The following is a tutorial on using the new IOPro PostgreSQL/PostGIS/Greenplum adapter. In order to run this notebook, you'll need a running PostgreSQL server with PostGIS extensions installed. Otherwise you can simply follow along with the saved example results. All the examples here were tested with Python 3.5, but they should also work with Python 2.7

First we need to generate some test data. Since IOPro only supports pulling data from data sources, we'll use the Python module psycopg2 to create and populate a new table. The connection parameters will need to be changed to run this for your own PostgreSQL server (preferably a non production server!). The following example will create a new database called 'iopro_tutorial'. If a database already exists with that name, it will be destroyed.

In [51]:
import psycopg2
from psycopg2.extensions import ISOLATION_LEVEL_AUTOCOMMIT

conn = psycopg2.connect('host=localhost dbname=postgres user=jayvius')

# A new database cannot be created inside a transaction block,
# so enable autocommit
conn.set_isolation_level(ISOLATION_LEVEL_AUTOCOMMIT)

# Use a try/except block to guard against existing database
# with same name.
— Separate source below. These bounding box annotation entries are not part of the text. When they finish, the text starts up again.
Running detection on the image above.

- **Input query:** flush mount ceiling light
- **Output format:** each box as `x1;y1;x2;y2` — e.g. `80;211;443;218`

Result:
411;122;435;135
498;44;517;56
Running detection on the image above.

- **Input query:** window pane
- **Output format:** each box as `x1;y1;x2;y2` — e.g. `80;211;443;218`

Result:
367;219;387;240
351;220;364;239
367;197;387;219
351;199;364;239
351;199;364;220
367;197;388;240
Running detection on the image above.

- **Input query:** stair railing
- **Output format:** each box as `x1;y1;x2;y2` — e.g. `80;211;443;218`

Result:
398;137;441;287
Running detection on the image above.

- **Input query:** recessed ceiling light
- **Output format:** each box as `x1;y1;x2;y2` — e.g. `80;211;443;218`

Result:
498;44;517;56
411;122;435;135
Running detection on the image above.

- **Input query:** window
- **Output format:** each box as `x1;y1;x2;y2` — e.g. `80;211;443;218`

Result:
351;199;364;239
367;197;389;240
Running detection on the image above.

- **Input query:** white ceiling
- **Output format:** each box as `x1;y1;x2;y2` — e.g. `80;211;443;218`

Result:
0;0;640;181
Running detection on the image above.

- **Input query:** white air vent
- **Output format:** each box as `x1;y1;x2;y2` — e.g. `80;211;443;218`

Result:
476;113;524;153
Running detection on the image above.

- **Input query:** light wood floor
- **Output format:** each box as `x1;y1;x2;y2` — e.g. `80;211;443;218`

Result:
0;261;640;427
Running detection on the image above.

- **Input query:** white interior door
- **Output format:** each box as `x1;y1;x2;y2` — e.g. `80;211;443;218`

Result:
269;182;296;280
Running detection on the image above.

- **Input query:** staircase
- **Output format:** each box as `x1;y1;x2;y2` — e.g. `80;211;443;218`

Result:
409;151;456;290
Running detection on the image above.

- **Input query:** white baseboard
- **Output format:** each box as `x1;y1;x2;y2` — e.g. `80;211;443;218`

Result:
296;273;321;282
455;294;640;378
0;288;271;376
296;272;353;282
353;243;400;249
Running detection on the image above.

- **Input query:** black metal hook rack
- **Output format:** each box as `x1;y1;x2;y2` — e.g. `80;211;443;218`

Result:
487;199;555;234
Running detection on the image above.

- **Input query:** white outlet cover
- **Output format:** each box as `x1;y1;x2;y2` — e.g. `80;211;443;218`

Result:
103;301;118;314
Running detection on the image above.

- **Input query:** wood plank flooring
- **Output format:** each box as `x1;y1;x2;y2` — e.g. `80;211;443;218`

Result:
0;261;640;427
If database already exists, drop it and
# create new one.
cursor = conn.cursor()
try:
    cursor.execute('CREATE DATABASE iopro_tutorial')
except psycopg2.ProgrammingError:
    cursor.execute('DROP DATABASE iopro_tutorial')
    cursor.execute('CREATE DATABASE iopro_tutorial')
cursor.close()
conn.close()

conn = psycopg2.connect('host=localhost dbname=iopro_tutorial user=jayvius')
        
cursor = conn.cursor()

# Enable PostGIS extensions for this database
cursor.execute('CREATE EXTENSION postgis')
cursor.execute('CREATE EXTENSION postgis_topology')
cursor.execute('CREATE EXTENSION fuzzystrmatch')
cursor.execute('CREATE EXTENSION postgis_tiger_geocoder')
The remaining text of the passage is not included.